De chico yo había aprendido qué significaba que un nombre era sagrado al escuchar ciertos apellidos. Alguna vez osé comentar “¿qué se yo quién es?” y mis amigos, aún niños, ya tan adoctrinados, me amonestaron. El respeto sagrado no estaba basado en saber por qué un apellido era célebre, sino justamente en no saber, en rendir honor sin saber por qué. Yo debía otorgar el honor sin fundamento ni razón, tener fe en que las personas de esa familia eran honorables, dignas del mayor respeto porque sí, por una historia que yo no tenía derecho a conocer porque la ciudad no era mía. No pertenecía a mí, ni yo a ella.
Aprendí que San Nicolás tenía sus dueños y por tanto, el resto de los habitantes éramos no dueños: una ciudad de dueños y de inquilinos.
Los dueños son los dueños de las propiedades estratégicas y de las decisiones políticas. Son los detentores del acervo, con sus apellidos de familia que operan como títulos nobiliarios. Y son los dueños del saber, el saber secreto que desplegó ante mí como un tesoro aquel amigo casual, y el saber con el que se maneja a los inquilinos, a través de las escuelas y el diario.
Por supuesto que casi todo el mundo es dueño de algo, una casa, un auto, un comercio, una empresa, pero son bienes cerrados sobre sí, como el saber sobre su familia o el poder de su decisión. Las propiedades de los verdaderos dueños, que insisto, incluyen el conocimiento como principal bien, afectan a toda la ciudad, a todos los habitantes, a la historia de San Nicolás, a las generaciones por venir.

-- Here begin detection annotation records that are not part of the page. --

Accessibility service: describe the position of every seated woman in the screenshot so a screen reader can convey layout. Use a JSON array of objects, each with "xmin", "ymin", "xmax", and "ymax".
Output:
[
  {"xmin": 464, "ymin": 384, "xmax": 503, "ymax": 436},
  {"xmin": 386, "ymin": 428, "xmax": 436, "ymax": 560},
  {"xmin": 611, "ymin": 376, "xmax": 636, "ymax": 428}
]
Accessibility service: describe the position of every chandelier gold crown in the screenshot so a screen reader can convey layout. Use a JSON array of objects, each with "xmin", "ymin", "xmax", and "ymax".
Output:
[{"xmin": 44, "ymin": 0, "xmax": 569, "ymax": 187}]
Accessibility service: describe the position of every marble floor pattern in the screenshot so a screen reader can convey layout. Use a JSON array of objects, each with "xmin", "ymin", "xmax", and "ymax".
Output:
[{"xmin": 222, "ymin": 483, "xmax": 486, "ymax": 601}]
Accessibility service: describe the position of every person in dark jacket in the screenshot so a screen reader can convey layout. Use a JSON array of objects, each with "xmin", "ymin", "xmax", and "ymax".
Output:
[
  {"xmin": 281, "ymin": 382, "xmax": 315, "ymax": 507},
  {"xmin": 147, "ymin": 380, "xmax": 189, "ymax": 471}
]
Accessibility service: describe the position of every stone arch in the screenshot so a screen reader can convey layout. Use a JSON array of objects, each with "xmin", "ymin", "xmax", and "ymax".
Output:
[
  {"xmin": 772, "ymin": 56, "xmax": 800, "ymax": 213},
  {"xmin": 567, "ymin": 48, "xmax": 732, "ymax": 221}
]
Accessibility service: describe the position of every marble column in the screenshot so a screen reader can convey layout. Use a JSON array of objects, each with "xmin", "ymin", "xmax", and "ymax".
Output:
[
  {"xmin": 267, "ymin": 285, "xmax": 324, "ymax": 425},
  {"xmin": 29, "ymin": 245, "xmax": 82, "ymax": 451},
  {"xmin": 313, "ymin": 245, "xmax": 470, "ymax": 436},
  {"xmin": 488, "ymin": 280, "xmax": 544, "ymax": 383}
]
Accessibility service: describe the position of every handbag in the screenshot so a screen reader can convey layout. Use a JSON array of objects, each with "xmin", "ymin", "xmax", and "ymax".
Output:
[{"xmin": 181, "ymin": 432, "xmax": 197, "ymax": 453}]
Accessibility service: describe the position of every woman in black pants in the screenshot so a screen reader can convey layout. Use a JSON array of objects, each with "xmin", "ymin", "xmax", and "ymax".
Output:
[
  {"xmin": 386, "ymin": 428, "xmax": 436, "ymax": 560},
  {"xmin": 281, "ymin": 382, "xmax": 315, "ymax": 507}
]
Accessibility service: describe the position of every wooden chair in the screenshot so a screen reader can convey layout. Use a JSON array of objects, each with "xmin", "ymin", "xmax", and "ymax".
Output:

Por supuesto que los inquilinos disputan poder, desde dentro del ámbito de los dueños si consiguen entrar, o desde el sindicalismo o desde enclaves telúricos, como las villas miseria que consiguieron armarse. Siempre San Nicolás, además, estuvo envuelta en inmigrantes, vascos, genoveses, gallegos, turcos, correntinos, santiagueños, entrerrianos, chaqueños, que confirmaban con su condición de ajenos el abolengo de los locales. Pero el poder de los dueños ha sido tan conservador que todos los intentos quedaron en los márgenes. Nunca atravesaron el muro que defiende el poder estratégico de los dueños.
Cuando yo era chico mi familia vivía en la calle León Guruciaga. Le pregunté a mis padres quien había sido ese hombre y no supieron responderme. Una amiga de mi edad, directora de una escuela en un barrio de las afueras, tampoco lo sabe hoy.
¿Por qué no sabemos? La vida de León Guruciaga está en los libros de historia de la ciudad y está en el Museo Histórico, pero ignoramos que existen esos libros y negamos el museo, aunque todos los días pasemos por la puerta.
Renunciamos al conocimiento porque aprendimos que saber sobre San Nicolás no es cosa de inquilinos. El inquilino no toca. Habita, paga, y un día, cuando lo desalojan, se va, aunque haya vivido toda la vida allí.